Conclusions And Future Work

We observed that soccer talent at the top echelons is imported from all around the world, with the US and the UK being among the biggest net importers and Argentina and Brazil being among the largest net exporters of soccer talent. We can see generally positive trends between age and overall, and the resulting wages for the players. Additionally, it seems that FIFA does an effective job of weighing the 6 main attributes in some equal fashion to determine a player’s overall. | There is a weak connection that foot dominance has on a player’s value, potentially ruling it out as a possible covariate in a regression model. We also see this effect as weight and height increase, as well, that they are weakly or not correlated to player value at all, showing that players’ height may not be an informative metric in evaluating a player’s value.
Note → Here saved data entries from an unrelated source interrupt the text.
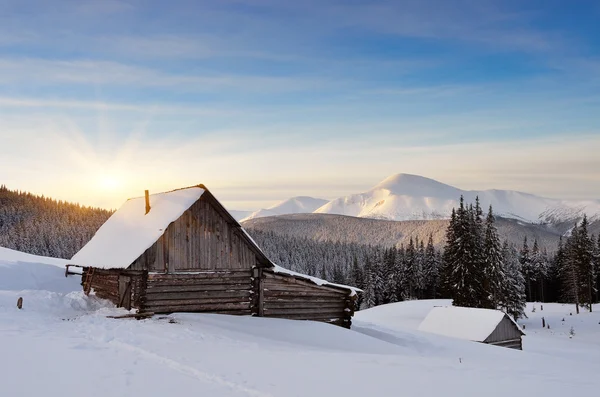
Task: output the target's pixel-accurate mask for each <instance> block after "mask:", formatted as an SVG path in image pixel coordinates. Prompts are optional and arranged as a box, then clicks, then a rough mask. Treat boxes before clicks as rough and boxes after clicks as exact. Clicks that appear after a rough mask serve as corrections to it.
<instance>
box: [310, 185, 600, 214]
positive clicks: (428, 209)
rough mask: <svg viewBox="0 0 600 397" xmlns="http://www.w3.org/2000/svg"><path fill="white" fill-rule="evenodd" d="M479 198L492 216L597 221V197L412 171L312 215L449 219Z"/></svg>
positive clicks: (598, 206)
mask: <svg viewBox="0 0 600 397" xmlns="http://www.w3.org/2000/svg"><path fill="white" fill-rule="evenodd" d="M461 195H462V196H463V197H464V198H465V201H466V202H467V203H473V202H475V198H476V197H479V199H480V201H481V206H482V207H483V209H484V210H486V209H487V207H488V206H489V205H492V206H493V208H494V213H495V214H496V215H499V216H502V217H505V218H511V219H517V220H522V221H525V222H534V223H558V222H575V221H576V220H578V219H581V217H582V216H583V214H584V213H586V214H587V215H588V217H589V218H590V221H592V222H593V221H596V220H600V200H587V201H569V200H558V199H549V198H544V197H540V196H536V195H533V194H528V193H523V192H518V191H512V190H496V189H493V190H480V191H478V190H461V189H458V188H456V187H453V186H450V185H447V184H444V183H441V182H438V181H436V180H433V179H430V178H425V177H422V176H418V175H411V174H396V175H392V176H390V177H388V178H386V179H385V180H383V181H382V182H380V183H379V184H377V185H375V187H373V188H372V189H370V190H368V191H366V192H364V193H359V194H352V195H349V196H345V197H340V198H338V199H335V200H332V201H330V202H328V203H327V204H325V205H323V206H322V207H320V208H318V209H317V210H316V211H314V212H315V213H320V214H337V215H347V216H355V217H361V218H373V219H386V220H394V221H404V220H432V219H448V218H449V217H450V214H451V212H452V208H455V207H457V206H458V204H459V198H460V196H461Z"/></svg>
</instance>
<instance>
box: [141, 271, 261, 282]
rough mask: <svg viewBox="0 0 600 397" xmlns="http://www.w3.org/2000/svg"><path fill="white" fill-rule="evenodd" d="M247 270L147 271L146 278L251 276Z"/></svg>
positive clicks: (221, 277)
mask: <svg viewBox="0 0 600 397" xmlns="http://www.w3.org/2000/svg"><path fill="white" fill-rule="evenodd" d="M251 276H252V275H251V272H250V271H249V270H240V271H232V270H227V271H222V270H215V271H208V272H198V273H196V272H190V273H186V272H177V273H149V274H148V280H164V279H172V278H185V279H215V278H245V277H251Z"/></svg>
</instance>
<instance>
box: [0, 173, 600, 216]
mask: <svg viewBox="0 0 600 397" xmlns="http://www.w3.org/2000/svg"><path fill="white" fill-rule="evenodd" d="M401 175H407V176H413V177H415V176H416V177H418V178H421V179H428V180H431V181H434V182H437V183H440V184H442V185H446V186H451V187H453V188H457V189H459V190H461V191H463V192H465V193H467V192H473V191H475V192H485V191H490V190H502V191H511V192H516V193H524V194H531V193H529V192H525V191H519V190H510V189H462V188H461V187H459V186H453V185H449V184H446V183H444V182H443V181H438V180H436V179H432V178H429V177H427V176H423V175H417V174H408V173H396V174H392V175H389V176H387V177H385V178H383V179H380V180H379V181H378V182H376V183H374V184H373V185H371V186H370V187H369V188H366V189H364V190H360V191H355V192H350V193H349V194H357V193H365V192H367V191H368V190H370V189H372V188H374V187H375V186H377V185H378V184H380V183H382V182H384V181H386V180H387V179H389V178H392V177H396V176H401ZM198 185H202V183H197V184H194V185H190V186H180V187H177V188H173V189H168V190H161V191H151V190H150V192H149V193H150V195H151V196H152V195H154V194H162V193H168V192H170V191H173V190H179V189H187V188H190V187H194V186H198ZM1 186H4V187H6V188H7V189H8V190H11V191H21V192H23V193H31V194H34V195H38V196H45V197H46V198H50V199H54V200H62V201H64V202H69V203H72V204H79V205H82V206H88V207H96V208H102V209H106V210H110V211H116V210H118V209H119V208H120V207H121V205H122V204H124V203H125V202H126V201H127V200H131V199H137V198H143V197H144V194H143V192H142V194H140V195H134V196H129V197H126V198H123V199H122V201H121V202H120V203H119V204H118V205H117V206H115V207H102V206H95V205H91V204H86V203H82V202H78V201H73V200H69V199H60V198H56V197H53V196H49V195H46V194H44V193H40V192H34V191H29V190H20V189H13V188H11V187H10V186H6V185H1ZM205 186H206V185H205ZM206 188H207V189H210V191H211V192H213V193H214V190H213V189H212V188H211V187H209V186H206ZM144 190H145V189H144ZM215 196H216V198H217V200H219V196H218V193H217V194H215ZM342 197H343V196H342ZM461 197H462V195H461ZM539 197H542V198H547V199H561V198H560V197H544V196H539ZM293 198H313V199H323V200H327V201H333V200H335V199H338V198H340V196H335V197H314V196H306V195H303V194H298V195H294V196H290V197H285V198H283V199H281V200H277V201H269V202H268V203H269V204H268V205H267V206H264V207H261V208H255V209H246V208H233V207H230V206H228V205H226V204H225V203H224V202H222V201H221V200H219V201H220V202H221V203H222V204H223V205H224V206H225V208H226V209H227V210H228V211H241V212H254V211H258V210H260V209H267V208H269V207H271V206H275V205H277V204H280V203H282V202H283V201H285V200H288V199H293ZM457 200H458V197H457ZM571 201H596V202H599V203H600V199H571Z"/></svg>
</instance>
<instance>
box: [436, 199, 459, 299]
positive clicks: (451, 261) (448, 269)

Additionally, there are positional differences between players that correlate with differences in the relationships between their overall performance and measures of specific performance (specifically, we observed this for agility), along with differences in the frequency of descriptive phrases to characterize their strengths. | This exploration lends itself to a wide variety of future avenues to explore. One highly interesting extension would be to do a comparison between this dataset and the similar female player dataset for FIFA 22. Additionally, statistical inferences can be evaluated on the role of sub-attributes and how they are weighted together to form the 6 main attributes that contribute to overall rating.